Reproducible Subjective Evaluation
This addresses the need for more accessible and reproducible subjective evaluations across multiple domains, though it is incremental as it builds on existing evaluation methods.
The paper tackles the problem of time-consuming and poorly reproducible human perceptual studies in ML, linguistics, and psychology by proposing ReSEval, an open-source framework that enables quick deployment of crowdsourced subjective evaluations from Python, making it as easy as objective evaluation.
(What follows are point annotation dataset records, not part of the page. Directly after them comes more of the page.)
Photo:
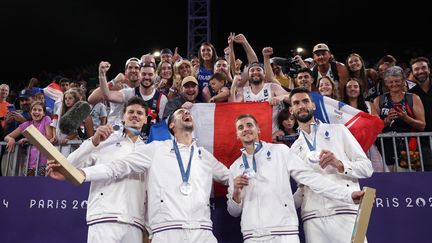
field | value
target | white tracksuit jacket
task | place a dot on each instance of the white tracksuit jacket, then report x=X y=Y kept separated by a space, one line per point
x=113 y=200
x=338 y=139
x=267 y=204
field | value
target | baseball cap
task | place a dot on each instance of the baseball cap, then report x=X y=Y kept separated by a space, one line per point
x=25 y=93
x=132 y=59
x=166 y=51
x=189 y=79
x=320 y=47
x=256 y=64
x=309 y=59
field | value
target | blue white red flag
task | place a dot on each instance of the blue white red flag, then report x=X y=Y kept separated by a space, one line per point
x=52 y=93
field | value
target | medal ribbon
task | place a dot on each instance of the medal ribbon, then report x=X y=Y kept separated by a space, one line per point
x=312 y=147
x=246 y=164
x=185 y=174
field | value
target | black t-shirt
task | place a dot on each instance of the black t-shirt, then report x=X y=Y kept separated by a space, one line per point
x=426 y=99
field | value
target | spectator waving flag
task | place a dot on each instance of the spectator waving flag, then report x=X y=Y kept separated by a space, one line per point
x=52 y=93
x=215 y=126
x=364 y=127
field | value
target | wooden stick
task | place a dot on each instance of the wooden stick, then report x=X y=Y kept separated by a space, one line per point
x=39 y=140
x=363 y=215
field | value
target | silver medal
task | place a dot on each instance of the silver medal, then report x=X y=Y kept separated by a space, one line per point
x=249 y=172
x=185 y=188
x=313 y=157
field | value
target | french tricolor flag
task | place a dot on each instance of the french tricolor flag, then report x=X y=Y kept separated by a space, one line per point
x=215 y=126
x=364 y=126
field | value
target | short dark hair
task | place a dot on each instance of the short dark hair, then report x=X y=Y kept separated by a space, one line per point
x=299 y=90
x=136 y=101
x=305 y=70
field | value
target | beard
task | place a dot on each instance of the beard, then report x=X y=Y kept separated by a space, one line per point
x=256 y=80
x=146 y=85
x=304 y=118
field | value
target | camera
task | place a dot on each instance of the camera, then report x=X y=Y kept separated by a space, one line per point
x=11 y=107
x=289 y=65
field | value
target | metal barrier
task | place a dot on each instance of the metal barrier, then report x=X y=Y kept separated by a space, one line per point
x=389 y=144
x=406 y=151
x=17 y=163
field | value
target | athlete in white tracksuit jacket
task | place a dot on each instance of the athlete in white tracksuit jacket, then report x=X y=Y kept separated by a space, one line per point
x=175 y=214
x=341 y=160
x=116 y=208
x=265 y=201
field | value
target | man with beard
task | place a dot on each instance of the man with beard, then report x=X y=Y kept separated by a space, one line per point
x=420 y=67
x=180 y=176
x=332 y=151
x=261 y=176
x=327 y=66
x=155 y=100
x=116 y=208
x=259 y=91
x=129 y=79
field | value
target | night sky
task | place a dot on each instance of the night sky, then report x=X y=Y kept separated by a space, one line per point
x=55 y=35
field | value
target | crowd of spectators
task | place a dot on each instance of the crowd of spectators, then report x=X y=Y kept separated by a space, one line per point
x=398 y=92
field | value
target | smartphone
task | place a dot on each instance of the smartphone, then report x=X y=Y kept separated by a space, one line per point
x=398 y=107
x=11 y=107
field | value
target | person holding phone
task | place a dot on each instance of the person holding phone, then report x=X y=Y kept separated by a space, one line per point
x=401 y=112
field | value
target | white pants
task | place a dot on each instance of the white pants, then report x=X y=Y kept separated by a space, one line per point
x=184 y=236
x=112 y=232
x=331 y=229
x=275 y=239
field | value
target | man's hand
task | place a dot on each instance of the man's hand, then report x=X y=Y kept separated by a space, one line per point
x=103 y=68
x=53 y=168
x=357 y=196
x=239 y=182
x=328 y=158
x=101 y=134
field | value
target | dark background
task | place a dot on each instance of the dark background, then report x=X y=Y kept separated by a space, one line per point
x=54 y=36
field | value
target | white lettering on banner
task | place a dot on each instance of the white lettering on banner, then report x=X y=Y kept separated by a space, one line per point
x=57 y=204
x=5 y=203
x=407 y=202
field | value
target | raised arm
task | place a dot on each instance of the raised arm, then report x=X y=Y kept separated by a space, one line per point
x=113 y=96
x=250 y=53
x=269 y=75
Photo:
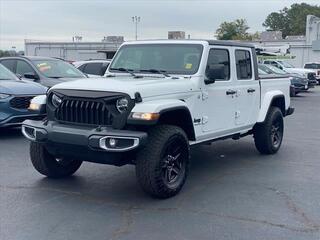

Human perceptual studies are the gold standard for the evaluation of many research tasks in machine learning, linguistics, and psychology. However, these studies require significant time and cost to perform. As a result, many researchers use objective measures that can correlate poorly with human evaluation. When subjective evaluations are performed, they are often not reported with sufficient detail to ensure reproducibility. We propose Reproducible Subjective Evaluation (ReSEval), an open-source framework for quickly deploying crowdsourced subjective evaluations directly from Python. ReSEval lets researchers launch A/B, ABX, Mean Opinion Score (MOS) and MUltiple Stimuli with Hidden Reference and Anchor (MUSHRA) tests on audio, image, text, or video data from a command-line interface or using one line of Python, making it as easy to run as objective evaluation. With ReSEval, researchers can reproduce each other's subjective evaluations by sharing a configuration file and the audio, image, text, or video files.